こうしたちょっとしたWi-Fiを使用する電化製品のためだけに、モバイル回線生活を諦めたくない。
そこで救ってくれるのが、格安運用できるSIMフリーのホームルーターなのだ。
上述の通り、筆者は、au回線である「Povo2.0」を、楽天モバイルのバックアップ回線として使用したいので、ホームルーターはau系のUQから販売されている「Speed Wi-Fi HOME 5G L13」を選択した。
未使用品・中古品が1万円台で流通しているので、高機能でありながら、格安で入手できお得感もある。
「Speed Wi-Fi HOME 5G L13」の良いところは、au系列の端末だけあって、auの4G/5Gの周波数を全てカバーしているため、Povo2.0の通信プランとの相性が非常にいい点だ。
また、さらに都合のいいことに、「Speed Wi-Fi HOME 5G L13」は楽天モバイルの4G/5Gの周波数にも対応している。
何らかの理由でスマートフォンのテザリングでは間に合わない場合などに、楽天モバイルのSIMカードをスマホからL13に挿し替えることで、ホームルーターで楽天モバイルを使用することもできてしまうということだ。
実際の使用感と速度テスト
以上の内容をまとめると、筆者は次のような構成で自宅のネット環境を構築している。
- 楽天モバイル最強プラン(iPhone 12 mini)
- USBテザリングでMac Book AirやMac miniも接続
- Povo2.0(Speed Wi-Fi HOME 5G L13)
- 必要な日だけ「データ使い放題」トッピング追加
- SwitchBotを常時接続(「1GB/180日間」トッピングで常設)
あくまで東京都心に在住する筆者の環境でのテストにはなってしまうが、それぞれの端末・通信プランの速度を計測してみた結果を紹介する。
スマートフォンに挿した楽天モバイルの速度
筆者の自宅は、残念ながら楽天モバイルの5Gエリアに入っていないので、4Gでの測定結果となる。
それでも、ダウンロード50Mbps、アップロード44Mbpsと上々のスピードだ。
50Mbpsというと、100MBのファイルをダウンロードするのに16秒、1GBのファイルをダウンロードするのに2分半ちょっとかかる計算になる。
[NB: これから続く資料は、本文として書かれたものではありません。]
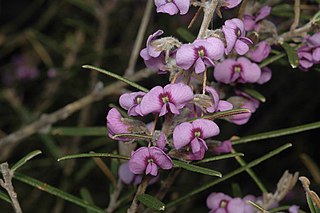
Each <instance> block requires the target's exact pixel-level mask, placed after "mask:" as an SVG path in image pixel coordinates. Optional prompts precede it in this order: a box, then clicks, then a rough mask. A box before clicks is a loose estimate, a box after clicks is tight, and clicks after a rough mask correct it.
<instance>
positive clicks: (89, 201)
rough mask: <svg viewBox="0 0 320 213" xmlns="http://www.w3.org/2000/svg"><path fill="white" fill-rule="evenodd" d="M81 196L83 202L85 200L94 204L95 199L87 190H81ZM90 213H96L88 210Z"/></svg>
mask: <svg viewBox="0 0 320 213" xmlns="http://www.w3.org/2000/svg"><path fill="white" fill-rule="evenodd" d="M80 194H81V197H82V199H83V200H85V201H86V202H88V203H90V204H94V203H93V199H92V196H91V194H90V192H89V191H88V190H87V189H86V188H81V189H80ZM87 212H88V213H93V212H94V211H91V210H90V209H87Z"/></svg>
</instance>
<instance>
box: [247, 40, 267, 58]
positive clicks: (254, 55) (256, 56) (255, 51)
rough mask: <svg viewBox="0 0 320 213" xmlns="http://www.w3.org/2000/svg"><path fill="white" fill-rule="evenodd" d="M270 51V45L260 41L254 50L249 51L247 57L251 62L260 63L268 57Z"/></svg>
mask: <svg viewBox="0 0 320 213" xmlns="http://www.w3.org/2000/svg"><path fill="white" fill-rule="evenodd" d="M270 51H271V47H270V45H269V44H268V43H267V42H265V41H261V42H259V43H258V44H257V46H256V47H255V49H254V50H250V51H249V52H248V55H249V56H250V59H251V60H252V61H254V62H259V63H260V62H261V61H263V60H264V59H266V58H267V57H268V56H269V54H270Z"/></svg>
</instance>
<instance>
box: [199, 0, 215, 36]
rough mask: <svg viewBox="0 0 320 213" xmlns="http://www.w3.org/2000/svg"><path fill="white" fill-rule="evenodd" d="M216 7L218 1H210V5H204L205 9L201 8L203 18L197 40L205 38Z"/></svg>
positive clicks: (204, 8) (200, 26)
mask: <svg viewBox="0 0 320 213" xmlns="http://www.w3.org/2000/svg"><path fill="white" fill-rule="evenodd" d="M217 5H218V0H212V1H211V2H210V3H207V4H205V7H204V8H203V10H204V16H203V20H202V23H201V26H200V30H199V33H198V37H197V38H204V37H205V35H206V32H207V30H208V27H209V25H210V22H211V20H212V17H213V15H214V11H215V10H216V7H217Z"/></svg>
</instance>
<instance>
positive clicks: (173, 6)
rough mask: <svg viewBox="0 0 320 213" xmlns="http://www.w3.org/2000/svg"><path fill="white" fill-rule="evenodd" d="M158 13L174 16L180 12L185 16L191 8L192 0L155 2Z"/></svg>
mask: <svg viewBox="0 0 320 213" xmlns="http://www.w3.org/2000/svg"><path fill="white" fill-rule="evenodd" d="M154 3H155V5H156V7H157V12H158V13H167V14H169V15H174V14H177V13H179V12H180V14H181V15H184V14H186V13H187V12H188V10H189V7H190V0H154Z"/></svg>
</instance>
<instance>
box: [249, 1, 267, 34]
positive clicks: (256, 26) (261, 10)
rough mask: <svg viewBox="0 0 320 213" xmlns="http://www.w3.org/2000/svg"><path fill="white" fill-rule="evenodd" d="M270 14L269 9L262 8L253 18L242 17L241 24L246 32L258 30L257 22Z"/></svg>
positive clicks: (261, 19)
mask: <svg viewBox="0 0 320 213" xmlns="http://www.w3.org/2000/svg"><path fill="white" fill-rule="evenodd" d="M270 12H271V7H269V6H263V7H262V8H261V9H260V10H259V11H258V12H257V14H256V15H255V16H252V15H247V14H246V15H244V17H243V22H244V27H245V30H246V31H253V30H256V31H258V30H259V22H260V21H261V20H263V19H264V18H265V17H267V16H268V15H269V14H270Z"/></svg>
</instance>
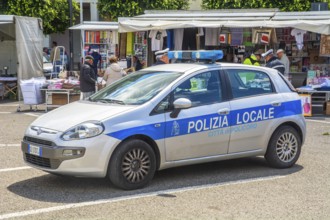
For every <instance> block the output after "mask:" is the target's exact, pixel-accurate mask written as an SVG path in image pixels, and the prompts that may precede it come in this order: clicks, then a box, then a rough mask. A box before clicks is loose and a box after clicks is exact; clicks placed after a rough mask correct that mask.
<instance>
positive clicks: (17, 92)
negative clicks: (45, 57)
mask: <svg viewBox="0 0 330 220" xmlns="http://www.w3.org/2000/svg"><path fill="white" fill-rule="evenodd" d="M42 42H43V33H42V21H41V19H38V18H32V17H21V16H14V15H0V60H1V63H0V81H1V84H2V85H3V87H4V90H5V91H4V95H3V96H9V97H12V98H14V99H16V98H17V96H19V95H20V93H19V92H18V89H19V86H18V85H19V84H20V81H21V80H26V79H31V78H33V77H42V76H43V72H42V64H43V62H42ZM23 95H24V94H23Z"/></svg>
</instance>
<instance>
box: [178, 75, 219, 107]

メールの添付ファイルなどは、どんなに大きくても数秒待てば開くことができるので、仕事や勉強に支障はないはずだ。
また、エンタメ面でも、4Kの動画をNetflixなどでストリーミングするのに必要なスピードは、25Mbpsとされているので、1台の端末で4K動画を視聴するのは問題なくできる程度だ。
もちろん、速度にこだわりを持って自宅に固定の(良質な)光回線を引いている場合などは、200〜400Mbpsなどもっと高速なケースも多いだろうが、この程度あれば普通のユーザーの日常生活は満たせると思われる。
実際、筆者はほぼ常にYouTubeは流しっぱなしだし、プログラミングもするし、数GBのAIモデルも頻繁にダウンロードするし、画像を多用したブログも書くしで、世間的にはヘビーユーザーであろうが、楽天モバイルだけでも殆ど生活に支障はない。
もちろん、動画編集者やオンラインゲーマーで、超大容量の通信を高速で行いたい場合には向かないだろうが、多くの一般人は楽天モバイルだけで生活できると思われる。
5Gミリ波が利用できれば、本当にこのあたりの課題も乗り越えられるはずなので、楽天モバイルでも5Gエリアが拡大して、いつか筆者の自宅も5Gが届くことに期待したい。
ホームルーター経由のPovo2.0
とはいえ、旅行などでの飛行機移動の前に、Netflixで大量のドラマを高画質でダウンロードしたい場合など、楽天モバイルでのダウンロードスピードに不満がないではない。
そのためのPovo2.0のバックアップ回線なわけだが、「データ使い放題 24時間」トッピングを利用した状態で、Speed Wi-Fi HOME 5G L13にiPhoneからWi-Fi接続してスピードを測定すると、次のような結果となった。
筆者の自宅は、auのエリアマップで言うと「5G sub6」エリアに該当する。ミリ波ではないので超高速ではないが、4Gエリアよりは早いはずだ。
結果はダウンロード185Mbpsと、楽天モバイルの3倍以上の数値で、圧倒的に高速だった。
アップロードはモバイル回線ではありがちな低速(11Mbps)に留まり、アップロード速度は楽天モバイルの方が早かった。
180Mbpsというスピードは、もはや固定の光回線よりも早い場合もあるほどのスピードである。固定回線を引いている人でも、100Mbps前半で留まっている、というユーザーも多いのではないか。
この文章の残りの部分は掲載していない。